Le premier truc que je fais en sortant c’est acheter Seppuku. Pas facile d’accès quand après avoir lu l’article un peu bêtement tu t’attends à du gros rock. Plein de synthés et une petite voix pas bien costaude. Petit à petit tu te laisses attraper et tu décroches plus.
J’imagine que les nécros sont bouclées depuis pas mal de temps déjà et que demain l’éloge sera unanime pour le soldat inconnu. Et bah ce sera amplement mérité ! Je suis triste, c’est encore une partie de moi qui s’effrite et se casse la gueule. T’avais pas le droit de partir Mister Dark.

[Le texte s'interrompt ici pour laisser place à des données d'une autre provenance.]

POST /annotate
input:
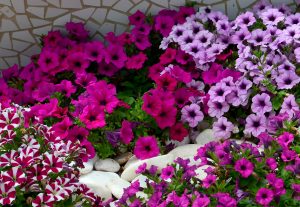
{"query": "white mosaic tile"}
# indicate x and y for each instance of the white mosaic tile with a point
(23, 35)
(84, 13)
(23, 21)
(99, 15)
(123, 5)
(54, 12)
(18, 5)
(37, 3)
(8, 25)
(54, 2)
(6, 41)
(92, 2)
(7, 12)
(37, 11)
(74, 4)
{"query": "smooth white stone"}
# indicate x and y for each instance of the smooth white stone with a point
(205, 137)
(108, 165)
(185, 141)
(159, 161)
(98, 182)
(185, 151)
(117, 187)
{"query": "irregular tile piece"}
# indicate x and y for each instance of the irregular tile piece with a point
(7, 12)
(7, 53)
(23, 21)
(62, 20)
(20, 45)
(53, 12)
(74, 4)
(8, 25)
(123, 5)
(54, 2)
(36, 3)
(23, 35)
(99, 15)
(108, 2)
(5, 41)
(159, 161)
(108, 165)
(116, 16)
(92, 2)
(38, 11)
(18, 6)
(185, 151)
(143, 7)
(84, 13)
(205, 136)
(39, 22)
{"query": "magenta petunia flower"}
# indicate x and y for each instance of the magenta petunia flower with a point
(93, 117)
(244, 167)
(255, 124)
(209, 180)
(167, 172)
(289, 105)
(261, 103)
(136, 62)
(264, 196)
(163, 24)
(223, 128)
(115, 54)
(178, 132)
(146, 147)
(192, 114)
(126, 134)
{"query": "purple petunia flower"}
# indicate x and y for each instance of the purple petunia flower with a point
(217, 109)
(289, 105)
(223, 128)
(272, 16)
(264, 196)
(244, 167)
(255, 124)
(192, 114)
(287, 80)
(261, 103)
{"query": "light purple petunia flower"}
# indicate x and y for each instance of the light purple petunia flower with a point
(261, 103)
(223, 128)
(244, 20)
(192, 114)
(255, 125)
(289, 105)
(217, 109)
(259, 37)
(272, 16)
(287, 80)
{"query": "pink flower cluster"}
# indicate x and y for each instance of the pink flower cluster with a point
(37, 165)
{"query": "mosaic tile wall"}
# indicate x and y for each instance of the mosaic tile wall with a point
(22, 22)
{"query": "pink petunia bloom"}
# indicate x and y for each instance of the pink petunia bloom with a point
(167, 172)
(115, 54)
(146, 147)
(178, 132)
(7, 193)
(93, 117)
(136, 62)
(61, 129)
(166, 116)
(126, 134)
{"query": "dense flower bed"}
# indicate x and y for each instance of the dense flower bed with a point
(159, 82)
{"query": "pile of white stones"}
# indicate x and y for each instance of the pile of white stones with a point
(101, 175)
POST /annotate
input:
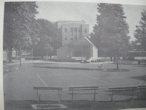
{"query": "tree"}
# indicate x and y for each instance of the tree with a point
(111, 30)
(17, 22)
(140, 32)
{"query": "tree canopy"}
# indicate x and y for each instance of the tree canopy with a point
(140, 32)
(18, 17)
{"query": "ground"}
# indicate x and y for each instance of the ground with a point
(19, 83)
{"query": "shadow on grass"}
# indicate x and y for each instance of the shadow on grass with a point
(66, 68)
(142, 65)
(143, 77)
(115, 70)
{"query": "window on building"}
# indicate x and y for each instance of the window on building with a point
(65, 29)
(85, 30)
(76, 38)
(65, 38)
(75, 29)
(71, 29)
(79, 30)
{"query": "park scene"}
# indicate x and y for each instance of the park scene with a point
(74, 56)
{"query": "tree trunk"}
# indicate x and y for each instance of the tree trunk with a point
(117, 59)
(111, 58)
(20, 55)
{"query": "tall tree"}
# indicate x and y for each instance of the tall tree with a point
(140, 32)
(111, 29)
(48, 36)
(17, 22)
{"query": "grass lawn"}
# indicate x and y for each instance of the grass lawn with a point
(19, 83)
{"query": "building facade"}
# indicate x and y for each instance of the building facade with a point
(75, 41)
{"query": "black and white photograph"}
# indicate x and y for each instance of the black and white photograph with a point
(69, 55)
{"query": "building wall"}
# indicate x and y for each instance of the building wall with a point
(62, 53)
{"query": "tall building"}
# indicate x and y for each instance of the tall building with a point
(72, 30)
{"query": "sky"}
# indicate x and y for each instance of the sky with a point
(77, 11)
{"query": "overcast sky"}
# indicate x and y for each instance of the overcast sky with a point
(54, 11)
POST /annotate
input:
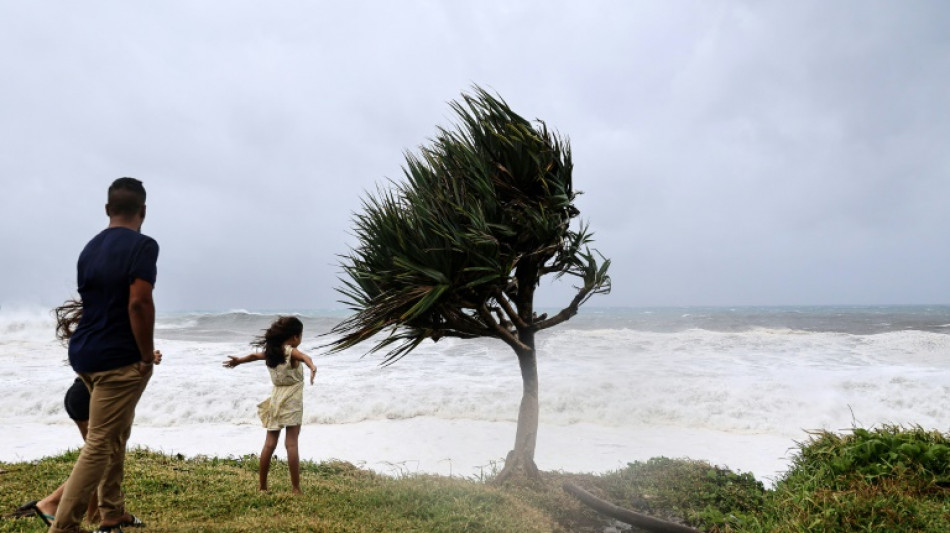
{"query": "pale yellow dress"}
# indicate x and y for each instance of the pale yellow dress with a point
(285, 405)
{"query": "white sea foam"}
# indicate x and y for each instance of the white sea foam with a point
(736, 396)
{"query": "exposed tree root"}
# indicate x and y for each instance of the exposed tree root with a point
(639, 520)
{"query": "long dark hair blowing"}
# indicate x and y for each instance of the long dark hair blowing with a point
(67, 318)
(273, 339)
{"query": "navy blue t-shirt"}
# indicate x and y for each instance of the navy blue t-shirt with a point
(107, 267)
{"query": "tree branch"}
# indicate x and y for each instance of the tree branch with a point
(565, 314)
(501, 332)
(510, 311)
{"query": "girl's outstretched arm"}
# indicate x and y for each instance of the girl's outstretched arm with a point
(235, 361)
(305, 359)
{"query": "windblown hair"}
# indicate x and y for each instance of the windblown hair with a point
(273, 339)
(67, 318)
(126, 196)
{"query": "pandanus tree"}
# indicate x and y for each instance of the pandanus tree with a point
(459, 248)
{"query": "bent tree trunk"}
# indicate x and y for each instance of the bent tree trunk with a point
(520, 460)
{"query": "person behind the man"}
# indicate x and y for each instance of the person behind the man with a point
(112, 351)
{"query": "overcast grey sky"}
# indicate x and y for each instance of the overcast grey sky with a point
(730, 152)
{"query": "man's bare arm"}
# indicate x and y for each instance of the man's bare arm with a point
(142, 317)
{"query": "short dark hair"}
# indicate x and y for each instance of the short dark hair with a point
(126, 196)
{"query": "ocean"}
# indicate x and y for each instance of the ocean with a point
(738, 387)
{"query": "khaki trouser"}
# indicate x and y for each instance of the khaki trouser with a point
(113, 397)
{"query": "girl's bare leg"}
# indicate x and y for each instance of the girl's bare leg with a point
(270, 444)
(293, 457)
(50, 504)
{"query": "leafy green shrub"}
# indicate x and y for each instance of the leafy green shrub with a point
(705, 496)
(887, 479)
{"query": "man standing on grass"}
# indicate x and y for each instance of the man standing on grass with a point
(112, 351)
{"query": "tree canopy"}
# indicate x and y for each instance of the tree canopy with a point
(459, 247)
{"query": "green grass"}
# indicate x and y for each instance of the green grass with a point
(887, 479)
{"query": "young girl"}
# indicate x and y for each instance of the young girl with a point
(284, 408)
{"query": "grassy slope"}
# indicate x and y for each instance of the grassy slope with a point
(888, 479)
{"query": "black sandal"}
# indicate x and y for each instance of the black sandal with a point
(30, 509)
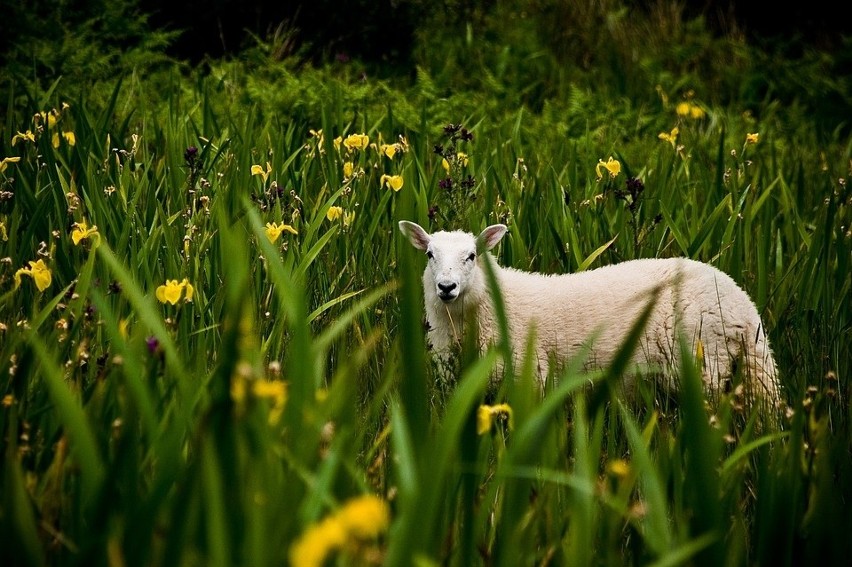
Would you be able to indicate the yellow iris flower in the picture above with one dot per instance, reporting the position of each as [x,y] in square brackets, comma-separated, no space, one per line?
[486,415]
[611,165]
[356,142]
[27,136]
[670,137]
[6,161]
[392,181]
[38,271]
[273,231]
[258,170]
[334,213]
[361,519]
[82,231]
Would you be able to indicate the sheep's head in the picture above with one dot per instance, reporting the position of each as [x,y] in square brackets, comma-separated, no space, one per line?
[452,255]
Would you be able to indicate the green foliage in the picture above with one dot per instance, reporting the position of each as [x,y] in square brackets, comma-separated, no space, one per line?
[290,374]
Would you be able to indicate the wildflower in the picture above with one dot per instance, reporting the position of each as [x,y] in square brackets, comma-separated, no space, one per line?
[618,468]
[27,136]
[356,142]
[460,158]
[392,181]
[6,161]
[317,543]
[388,149]
[82,232]
[258,170]
[611,165]
[362,518]
[334,213]
[38,271]
[688,109]
[486,415]
[69,138]
[274,390]
[171,291]
[670,137]
[273,230]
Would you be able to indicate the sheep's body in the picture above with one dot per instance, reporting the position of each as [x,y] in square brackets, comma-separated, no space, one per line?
[596,309]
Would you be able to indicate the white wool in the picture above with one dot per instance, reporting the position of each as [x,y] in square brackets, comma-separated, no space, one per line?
[596,309]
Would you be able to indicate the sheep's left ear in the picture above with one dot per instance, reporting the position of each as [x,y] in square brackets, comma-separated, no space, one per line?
[489,237]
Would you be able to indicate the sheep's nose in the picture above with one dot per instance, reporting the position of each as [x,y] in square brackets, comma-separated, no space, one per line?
[447,288]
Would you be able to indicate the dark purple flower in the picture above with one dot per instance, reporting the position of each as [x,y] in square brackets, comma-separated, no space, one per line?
[190,154]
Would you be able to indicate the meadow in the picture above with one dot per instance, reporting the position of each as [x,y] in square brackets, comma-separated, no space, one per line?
[212,341]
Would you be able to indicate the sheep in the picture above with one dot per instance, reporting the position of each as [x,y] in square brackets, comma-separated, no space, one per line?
[594,310]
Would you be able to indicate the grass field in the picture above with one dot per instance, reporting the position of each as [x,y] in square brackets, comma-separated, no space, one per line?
[212,344]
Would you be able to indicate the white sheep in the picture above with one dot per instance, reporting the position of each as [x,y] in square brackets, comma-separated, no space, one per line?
[595,309]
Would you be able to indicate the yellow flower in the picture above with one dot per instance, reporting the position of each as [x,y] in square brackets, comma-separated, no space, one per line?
[334,213]
[356,142]
[388,149]
[365,517]
[38,271]
[670,137]
[317,543]
[461,159]
[392,181]
[693,111]
[362,518]
[274,390]
[27,136]
[171,291]
[273,231]
[611,165]
[5,161]
[82,231]
[258,170]
[486,415]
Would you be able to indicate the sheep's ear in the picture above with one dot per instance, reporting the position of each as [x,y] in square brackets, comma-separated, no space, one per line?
[419,238]
[489,237]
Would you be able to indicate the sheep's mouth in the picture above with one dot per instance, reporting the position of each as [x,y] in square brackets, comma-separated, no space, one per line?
[447,297]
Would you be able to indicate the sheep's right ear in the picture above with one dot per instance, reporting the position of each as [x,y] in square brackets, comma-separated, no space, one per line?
[419,238]
[489,237]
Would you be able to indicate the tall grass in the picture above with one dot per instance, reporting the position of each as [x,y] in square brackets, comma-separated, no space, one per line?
[226,429]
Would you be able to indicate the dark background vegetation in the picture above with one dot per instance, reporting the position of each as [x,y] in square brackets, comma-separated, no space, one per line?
[533,50]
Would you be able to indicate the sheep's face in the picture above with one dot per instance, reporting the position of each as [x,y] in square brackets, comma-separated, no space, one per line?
[452,266]
[452,263]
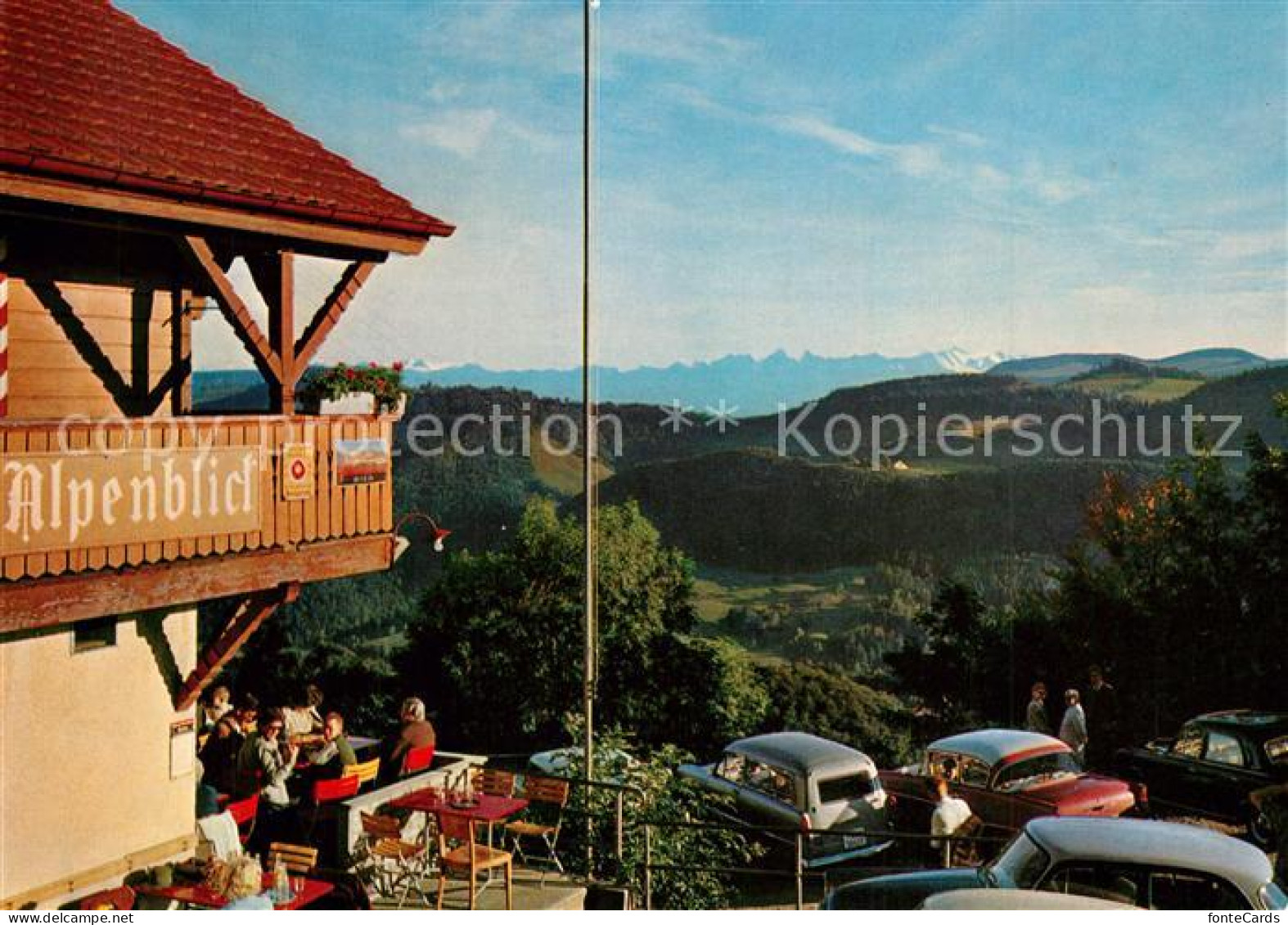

Cette nuit, c’est pas le blabla des nécros mais tes poumons qui m’apparaissent sous la forme de deux micros galaxies phosphos en suspension au pied de mon lit. Comme s’ils me transmettaient ton souffle perdu que j’imagine court et rauque pour me dire de foncer, de continuer à écrire et espérer parce que les portes fermées se défoncent à grands coups de pompes. Merci donc.
» Les mecs qui font du rock sans vouloir être des stars sont un peu comme des ornithorynques ou les Bérurier Noir. Je n’ai pas fait d’études sur eux mais quand tu fais du rock, il faut être une star au sens Warhol. Iggy est une star, je suis une star, je le sais et les autres le sauront. Quand tu veux devenir quelque chose, tu le deviens. «
» Quand tu veux devenir quelque chose, tu le deviens. » Ouais Daniel !
Quand je dors, j’te jure… me vient de ces trucs.